4. Strengthening Integrated Care & Community Partnerships
Given that many individuals report seeking behavioral health support through medical providers, there may be opportunities to further strengthen integration with physical health systems. AMHR could consider:
- Expanding partnerships with primary care providers and health systems
- Enhancing referral pathways and collaboration mechanisms
- Increasing outreach and education to medical partners
This approach may support earlier intervention and improved care coordination.
5. Sustaining and Elevating Adult Education & Skill-Building Services
The prominence of adult education programs in community feedback highlights their continued importance. AMHR may consider:
- Sustaining and potentially expanding adult education and life-skills programming
- Integrating these services into broader care pathways
- Continuing to position these programs as part of recovery-oriented care
These services may contribute to improved independence and overall wellness outcomes.
6. Supporting Workforce Development & Clinical Confidence
Workforce insights show ways to better support clinicians in delivering a range of services.

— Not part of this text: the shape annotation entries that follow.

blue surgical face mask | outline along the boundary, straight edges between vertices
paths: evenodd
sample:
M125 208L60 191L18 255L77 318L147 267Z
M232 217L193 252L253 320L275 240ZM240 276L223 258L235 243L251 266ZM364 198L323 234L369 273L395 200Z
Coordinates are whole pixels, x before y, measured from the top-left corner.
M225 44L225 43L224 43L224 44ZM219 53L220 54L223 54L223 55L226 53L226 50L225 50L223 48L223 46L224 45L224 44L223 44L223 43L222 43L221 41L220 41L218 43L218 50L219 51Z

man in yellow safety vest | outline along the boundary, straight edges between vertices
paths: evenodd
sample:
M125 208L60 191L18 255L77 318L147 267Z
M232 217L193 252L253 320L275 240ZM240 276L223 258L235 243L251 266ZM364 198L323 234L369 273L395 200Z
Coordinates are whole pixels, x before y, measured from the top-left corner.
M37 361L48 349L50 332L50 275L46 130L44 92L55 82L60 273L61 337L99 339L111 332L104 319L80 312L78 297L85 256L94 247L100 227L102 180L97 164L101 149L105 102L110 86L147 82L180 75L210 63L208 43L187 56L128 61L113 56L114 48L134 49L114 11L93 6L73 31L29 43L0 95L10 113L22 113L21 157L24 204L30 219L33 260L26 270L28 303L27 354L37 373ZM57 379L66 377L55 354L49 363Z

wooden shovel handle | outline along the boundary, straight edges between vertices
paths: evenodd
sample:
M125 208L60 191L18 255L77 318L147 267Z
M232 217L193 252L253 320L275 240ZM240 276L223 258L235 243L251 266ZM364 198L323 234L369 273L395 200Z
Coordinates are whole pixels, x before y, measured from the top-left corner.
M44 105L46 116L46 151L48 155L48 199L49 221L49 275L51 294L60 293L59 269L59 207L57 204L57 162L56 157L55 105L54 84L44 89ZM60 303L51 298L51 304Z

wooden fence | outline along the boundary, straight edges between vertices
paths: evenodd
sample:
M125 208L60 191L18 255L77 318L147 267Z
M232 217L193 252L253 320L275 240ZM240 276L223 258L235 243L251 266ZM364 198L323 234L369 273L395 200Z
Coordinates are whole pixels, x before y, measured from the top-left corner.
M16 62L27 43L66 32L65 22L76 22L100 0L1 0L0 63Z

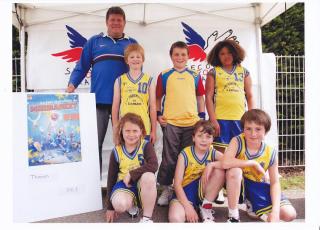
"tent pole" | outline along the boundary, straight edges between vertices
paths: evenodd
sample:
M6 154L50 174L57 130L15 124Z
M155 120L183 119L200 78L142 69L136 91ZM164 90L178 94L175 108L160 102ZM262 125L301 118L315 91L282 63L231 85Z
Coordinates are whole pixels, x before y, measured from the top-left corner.
M256 30L256 49L257 49L257 67L258 67L258 91L259 91L259 105L256 105L258 108L263 108L263 98L261 92L261 58L262 58L262 37L261 37L261 17L260 17L260 3L254 4L255 10L255 30Z
M20 70L21 70L21 92L26 91L26 56L25 56L25 26L24 26L24 9L20 8L22 25L20 27Z

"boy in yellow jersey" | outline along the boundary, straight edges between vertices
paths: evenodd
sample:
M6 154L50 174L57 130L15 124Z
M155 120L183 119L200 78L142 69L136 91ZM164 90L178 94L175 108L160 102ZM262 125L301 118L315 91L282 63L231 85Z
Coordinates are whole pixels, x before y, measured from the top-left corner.
M156 87L157 116L163 131L162 162L157 178L163 191L158 205L169 204L178 154L192 145L193 126L205 116L201 77L186 67L187 44L173 43L170 57L173 68L160 73Z
M206 107L216 137L214 146L222 153L231 138L242 130L240 118L254 108L252 83L249 71L241 65L245 51L234 40L218 42L208 54L207 60L213 68L206 79ZM222 191L217 203L223 203Z
M142 118L147 131L145 138L154 143L157 126L155 84L149 75L142 72L144 49L139 44L130 44L124 51L124 59L129 65L129 72L122 74L114 83L113 136L119 119L131 112Z
M249 110L241 117L241 126L243 133L232 138L222 161L223 168L228 169L228 222L240 221L237 206L242 179L244 195L262 220L294 220L296 211L281 194L276 150L263 141L271 127L269 115L259 109Z
M152 213L157 198L157 156L153 145L143 137L143 121L134 113L125 114L117 127L118 145L110 155L107 185L107 222L118 214L140 206L140 222L153 222Z
M213 135L210 121L198 121L194 127L194 145L184 148L179 154L169 222L198 222L198 208L203 222L214 222L212 201L224 184L225 171L214 168L208 180L201 179L206 166L222 158L222 153L212 146Z

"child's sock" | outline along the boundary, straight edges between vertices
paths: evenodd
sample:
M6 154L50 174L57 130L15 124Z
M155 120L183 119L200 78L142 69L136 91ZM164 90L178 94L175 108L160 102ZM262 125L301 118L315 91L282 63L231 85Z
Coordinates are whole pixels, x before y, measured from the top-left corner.
M204 198L202 201L202 207L205 209L212 209L212 202Z
M233 217L235 219L239 219L239 209L230 209L229 208L229 217Z

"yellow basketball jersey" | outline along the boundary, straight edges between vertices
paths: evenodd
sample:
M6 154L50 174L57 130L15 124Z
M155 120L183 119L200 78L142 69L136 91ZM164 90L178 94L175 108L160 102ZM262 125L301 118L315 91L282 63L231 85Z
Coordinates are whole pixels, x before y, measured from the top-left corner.
M135 113L142 118L147 135L150 134L151 122L149 116L149 87L152 78L141 73L137 80L133 80L129 73L119 77L120 85L120 117L126 113Z
M184 158L185 171L182 181L182 187L190 184L192 181L201 177L206 165L215 161L216 150L211 145L208 152L200 160L195 151L194 146L188 146L181 151Z
M139 168L144 164L143 150L147 141L141 139L134 153L131 155L127 152L124 145L117 145L114 149L114 156L119 163L119 173L117 181L123 180L125 175L133 169Z
M165 89L163 115L169 124L188 127L200 119L196 98L198 78L199 75L189 69L178 72L172 68L162 72Z
M248 71L241 65L229 73L220 66L213 68L215 76L215 114L217 119L240 120L245 112L244 78Z
M240 134L236 137L238 141L238 151L236 154L236 158L240 160L255 160L258 162L265 171L274 163L275 158L277 156L276 150L267 145L266 143L262 142L260 150L255 155L250 155L246 148L246 142L244 138L244 134ZM245 167L242 169L243 176L256 181L262 182L263 175L259 173L254 167Z

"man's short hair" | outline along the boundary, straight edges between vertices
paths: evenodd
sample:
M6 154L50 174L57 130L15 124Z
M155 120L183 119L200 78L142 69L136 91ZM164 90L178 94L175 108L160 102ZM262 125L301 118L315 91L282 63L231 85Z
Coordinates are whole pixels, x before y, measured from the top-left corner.
M109 19L109 16L111 14L120 14L120 15L122 15L123 19L126 20L126 14L124 13L123 9L119 6L112 6L108 9L107 14L106 14L106 20Z

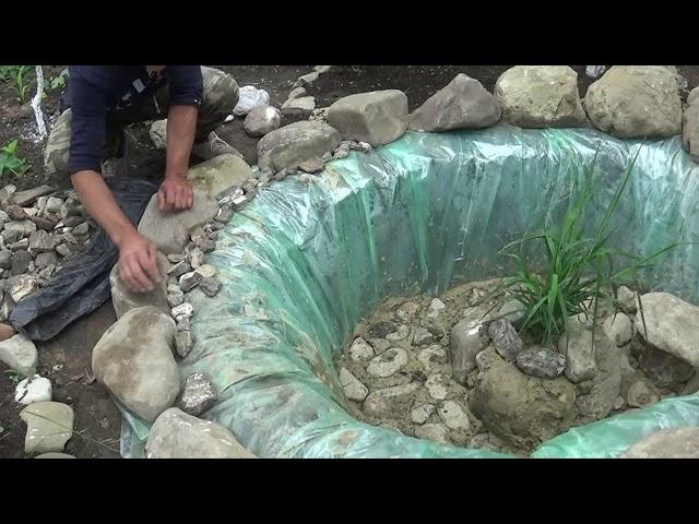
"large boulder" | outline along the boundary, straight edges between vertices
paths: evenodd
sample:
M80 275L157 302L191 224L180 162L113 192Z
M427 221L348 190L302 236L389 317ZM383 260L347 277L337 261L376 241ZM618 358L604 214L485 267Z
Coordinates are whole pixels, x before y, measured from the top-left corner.
M193 188L216 196L224 191L242 186L252 177L252 169L239 156L226 153L197 164L187 171L187 180Z
M318 120L289 123L265 134L258 142L260 169L297 169L299 164L320 158L340 144L336 129Z
M410 129L436 132L478 129L500 119L500 103L471 76L459 73L410 117Z
M123 317L127 311L143 306L155 306L161 311L169 313L170 307L167 303L167 272L170 263L163 253L157 253L157 267L161 273L161 281L154 283L153 290L147 293L135 293L129 289L119 277L119 265L116 264L109 274L111 286L111 303L117 313L117 319Z
M194 189L194 203L187 211L161 211L157 194L154 194L141 217L139 233L165 254L181 253L190 231L211 221L216 213L216 200L199 189Z
M345 96L328 109L328 123L340 131L343 140L372 146L388 144L407 129L407 96L398 90Z
M621 458L699 458L699 428L657 431L631 445Z
M147 458L257 458L223 426L171 407L157 417L145 442Z
M668 293L642 295L641 306L636 331L657 349L699 367L699 307Z
M687 107L682 116L682 144L699 163L699 87L695 87L687 97Z
M529 449L566 431L576 410L574 386L562 377L540 379L522 373L493 348L469 398L471 412L497 437Z
M137 415L155 418L180 392L175 321L154 306L128 311L92 352L96 379Z
M623 139L682 132L675 74L663 66L614 66L588 88L584 99L595 128Z
M39 355L34 343L21 333L0 342L0 361L25 377L33 377Z
M502 120L520 128L587 127L578 73L568 66L514 66L495 84Z

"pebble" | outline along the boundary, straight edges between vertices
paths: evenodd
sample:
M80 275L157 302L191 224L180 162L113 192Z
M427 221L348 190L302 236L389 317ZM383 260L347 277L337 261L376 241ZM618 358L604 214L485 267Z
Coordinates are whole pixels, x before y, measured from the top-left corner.
M51 381L38 374L24 379L14 390L14 400L25 406L35 402L50 402Z
M367 372L372 377L387 378L394 374L407 364L407 353L401 347L393 347L377 355L367 367Z
M175 335L175 348L177 354L185 358L194 347L194 336L191 331L178 331Z
M182 289L182 291L188 293L197 287L201 279L202 276L199 273L190 271L189 273L185 273L179 277L179 287Z
M210 276L204 276L199 283L199 288L210 298L216 296L222 287L221 281Z
M356 337L350 346L350 358L355 362L374 358L374 348L360 336Z
M369 394L369 390L347 368L340 369L340 385L345 396L351 401L363 402Z
M411 412L411 420L415 424L425 424L436 410L434 404L423 404Z
M218 394L209 378L204 373L192 373L187 377L177 407L196 417L210 409L217 400Z

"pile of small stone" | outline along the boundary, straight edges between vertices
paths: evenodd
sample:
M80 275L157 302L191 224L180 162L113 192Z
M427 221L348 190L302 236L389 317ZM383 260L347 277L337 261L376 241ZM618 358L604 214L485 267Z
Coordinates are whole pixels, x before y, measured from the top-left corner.
M351 413L416 438L526 454L573 426L699 391L699 308L642 295L644 334L636 294L621 286L620 310L604 299L596 331L571 317L557 346L542 347L518 332L517 300L485 301L494 286L391 299L363 322L337 366Z
M20 300L86 249L93 225L73 191L48 186L5 186L0 207L0 321L7 321Z

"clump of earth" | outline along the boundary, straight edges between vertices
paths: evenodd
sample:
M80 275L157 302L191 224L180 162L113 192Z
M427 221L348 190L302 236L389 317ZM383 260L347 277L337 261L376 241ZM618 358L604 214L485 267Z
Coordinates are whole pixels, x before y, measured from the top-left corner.
M620 310L603 299L596 323L571 317L567 337L544 347L520 332L521 305L491 293L499 282L391 298L360 322L337 361L352 415L418 439L525 456L570 428L699 390L692 364L639 333L636 291L621 286ZM641 299L651 295L678 300ZM672 308L645 309L645 322L662 322L649 315Z

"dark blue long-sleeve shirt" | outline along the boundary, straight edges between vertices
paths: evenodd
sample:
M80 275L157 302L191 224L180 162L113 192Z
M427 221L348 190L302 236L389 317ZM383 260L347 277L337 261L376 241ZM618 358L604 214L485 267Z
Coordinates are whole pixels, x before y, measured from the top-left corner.
M69 67L69 104L72 110L70 174L100 171L107 134L107 114L128 106L150 93L151 76L145 66ZM200 106L203 80L200 66L167 66L170 106Z

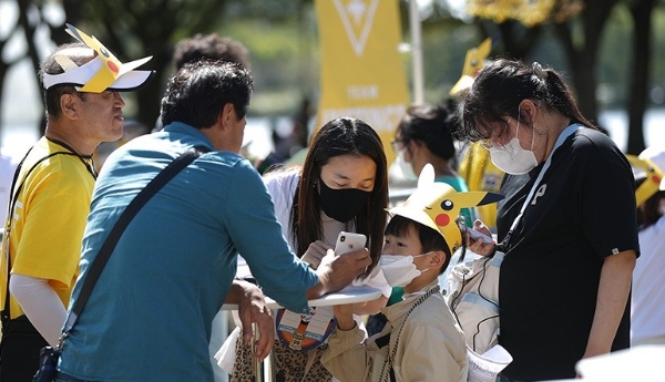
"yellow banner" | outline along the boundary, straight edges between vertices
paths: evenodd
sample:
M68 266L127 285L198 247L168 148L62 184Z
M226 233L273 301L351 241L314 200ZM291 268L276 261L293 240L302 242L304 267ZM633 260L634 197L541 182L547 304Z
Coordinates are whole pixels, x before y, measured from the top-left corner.
M383 142L406 113L398 0L316 0L321 47L321 96L316 128L340 116L367 122Z

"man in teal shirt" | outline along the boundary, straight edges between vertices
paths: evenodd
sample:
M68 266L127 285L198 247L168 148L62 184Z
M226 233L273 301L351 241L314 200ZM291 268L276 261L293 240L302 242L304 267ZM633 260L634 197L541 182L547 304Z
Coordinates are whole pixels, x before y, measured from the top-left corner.
M241 310L246 328L249 321L273 322L256 293L229 289L238 252L266 295L303 312L308 298L341 289L370 264L362 249L330 256L315 272L289 251L259 174L237 155L250 94L252 78L239 65L187 65L162 100L164 131L135 138L106 159L72 306L90 262L133 197L187 148L211 149L127 226L64 341L62 381L212 381L211 323L225 301L252 300L249 312Z

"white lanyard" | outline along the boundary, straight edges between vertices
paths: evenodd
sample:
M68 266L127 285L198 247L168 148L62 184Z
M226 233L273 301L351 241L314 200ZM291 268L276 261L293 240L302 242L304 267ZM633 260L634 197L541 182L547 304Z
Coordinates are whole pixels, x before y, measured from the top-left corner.
M507 245L508 245L508 240L510 240L510 236L512 235L513 230L520 223L520 219L522 218L522 215L524 214L524 210L526 209L529 202L531 202L531 198L533 198L533 194L535 194L535 189L538 188L538 185L543 179L543 176L545 175L545 172L548 171L548 168L550 168L550 164L552 163L552 156L554 155L554 152L556 151L556 148L559 148L559 146L561 146L563 144L563 142L569 136L571 136L573 133L575 133L581 127L583 127L581 124L575 123L575 124L567 126L563 132L561 132L561 134L559 134L559 137L556 138L556 142L554 143L554 147L552 148L552 152L550 152L550 155L548 155L548 159L545 161L543 168L541 168L540 173L538 174L538 177L535 178L535 182L533 183L533 186L531 187L531 190L529 192L529 195L526 196L526 199L524 200L524 204L522 205L522 209L520 209L520 214L513 220L512 226L510 226L510 230L508 231L508 235L505 235L504 242Z

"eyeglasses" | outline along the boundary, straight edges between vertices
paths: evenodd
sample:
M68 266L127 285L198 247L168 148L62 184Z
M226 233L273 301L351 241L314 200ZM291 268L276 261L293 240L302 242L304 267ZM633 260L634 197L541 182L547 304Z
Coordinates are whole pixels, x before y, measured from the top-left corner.
M508 122L505 122L505 124L503 125L503 128L500 128L501 133L499 135L497 135L495 137L492 136L493 135L493 133L492 133L487 138L481 138L479 141L480 145L483 146L487 149L490 149L492 147L492 141L501 141L501 140L503 140L503 137L505 136L505 132L508 131L509 124L510 124L510 120Z

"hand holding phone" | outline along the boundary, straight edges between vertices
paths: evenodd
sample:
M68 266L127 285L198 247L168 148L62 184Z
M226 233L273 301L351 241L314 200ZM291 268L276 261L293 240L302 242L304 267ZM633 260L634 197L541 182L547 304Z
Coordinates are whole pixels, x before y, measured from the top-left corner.
M467 231L469 233L469 236L473 240L482 239L482 242L484 242L484 244L492 244L492 242L494 242L493 238L491 238L490 236L487 236L485 234L479 233L479 231L477 231L473 228L468 228Z
M344 230L337 236L335 244L335 255L344 255L365 248L367 237L362 234L345 233Z

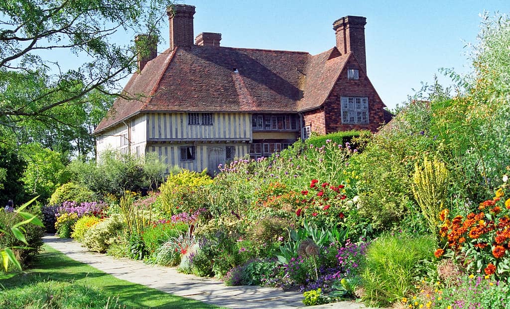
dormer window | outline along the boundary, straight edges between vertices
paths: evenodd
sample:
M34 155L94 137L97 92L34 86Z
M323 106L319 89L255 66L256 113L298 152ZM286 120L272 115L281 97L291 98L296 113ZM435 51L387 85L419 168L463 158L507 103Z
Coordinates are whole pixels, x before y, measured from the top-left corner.
M357 69L347 69L348 80L359 80L360 70Z

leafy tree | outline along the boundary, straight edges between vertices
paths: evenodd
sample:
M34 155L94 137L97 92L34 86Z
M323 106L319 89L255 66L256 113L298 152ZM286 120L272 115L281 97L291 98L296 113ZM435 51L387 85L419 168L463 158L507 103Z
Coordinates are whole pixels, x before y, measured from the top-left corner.
M0 126L20 143L37 141L62 153L91 152L88 134L111 102L104 96L136 69L134 42L119 44L116 36L121 31L157 36L169 4L0 2ZM143 52L145 46L137 48Z
M21 178L26 163L13 145L0 143L0 207L10 199L19 205L28 197ZM4 179L2 179L3 176Z
M69 180L69 174L60 154L33 143L22 147L27 162L21 180L27 192L47 199L60 185Z

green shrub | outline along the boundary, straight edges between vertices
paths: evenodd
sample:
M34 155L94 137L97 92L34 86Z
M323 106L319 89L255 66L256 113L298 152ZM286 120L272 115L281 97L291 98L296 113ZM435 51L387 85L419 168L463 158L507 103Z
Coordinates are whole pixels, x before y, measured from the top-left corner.
M199 249L191 259L191 272L199 277L211 277L214 274L213 261L203 250Z
M71 238L76 241L81 241L85 233L89 228L96 225L101 221L97 217L92 216L84 216L76 221L73 231L71 234Z
M57 218L57 222L55 222L55 229L59 237L70 238L73 227L77 221L78 215L75 213L64 213Z
M177 174L170 174L160 187L163 210L168 215L181 212L193 213L207 204L208 192L206 187L213 181L207 171L201 173L183 170Z
M85 232L83 244L90 251L104 252L117 239L117 234L124 227L120 215L113 214Z
M21 178L25 189L46 201L59 186L69 181L69 173L62 161L63 156L38 143L22 147L21 153L27 162Z
M124 307L117 300L95 288L54 280L0 291L0 307L13 309Z
M361 273L363 300L386 306L410 294L416 277L423 274L421 262L432 260L436 245L430 236L405 234L384 235L372 242Z
M79 205L82 202L92 200L93 195L92 191L83 186L74 183L67 183L57 188L52 194L48 203L55 205L62 204L66 201L74 201Z
M322 290L319 288L303 293L303 303L307 306L314 306L326 303L327 301L322 294Z
M0 209L0 228L10 232L11 227L24 220L24 218L17 215L15 212L8 212ZM42 236L44 234L44 228L32 223L24 224L19 227L20 229L24 229L22 234L28 245L23 243L12 233L7 233L0 236L0 250L3 250L5 248L11 248L16 260L23 267L32 262L41 250L41 247L43 245ZM13 248L14 247L23 248Z
M155 223L144 229L142 239L145 249L151 254L164 243L186 233L189 228L188 224L184 223Z
M356 143L353 142L353 139L358 138L360 136L370 136L372 134L370 131L360 131L358 130L351 130L350 131L340 131L335 133L330 133L326 135L314 135L307 139L304 144L309 146L313 145L314 147L321 147L323 145L326 144L326 141L329 140L334 143L340 145L344 145L346 143L349 143L351 146L354 148L356 147Z
M143 185L142 160L110 150L102 152L97 163L75 160L68 168L73 179L89 190L101 195L120 196L126 190L137 191Z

Considerations may include:
- Offering additional training in group therapy and relational modalities
- Strengthening supervision and peer learning opportunities
- Supporting confidence in delivering in-person and hybrid care
Investments in workforce development may enhance both service quality and access over time.
AMHR Community Needs Final Summary
The 2026 Community Needs Assessment demonstrates that AMHR has a strong foundation of community trust, stakeholder engagement, and data-driven insight to guide its next phase of growth. The breadth and depth of responses strengthen the credibility, reliability, and applicability of the findings, showing AMHR is responsive and accountable as a behavioral health provider.
The assessment also highlights opportunities to strengthen access, expand clinical modalities, and improve system integration, especially as insurance coverage changes and population health needs evolve.
By aligning strategic priorities with CCBHC certification requirements, SAMHSA guidance, and Colorado’s behavioral health transformation efforts, AMHR is wellpositioned to:
- Improve timely access to care
- Expand equitable and culturally responsive services
- Strengthen care coordination across systems
- Enhance outcomes through measurement-based and evidence-driven practices
The CNA will serve as a foundational document informing AMHR’s Continuous Quality Improvement (CQI) processes, operational planning, and long-term strategy. We will integrate the findings into program development, workforce training, and partnership initiatives, and we will monitor progress using established quality and performance metrics.
AMHR’s commitment to applying these findings will help us continue advancing toward a comprehensive, person-centered, recovery-oriented system of care that meets the diverse and evolving needs of the community.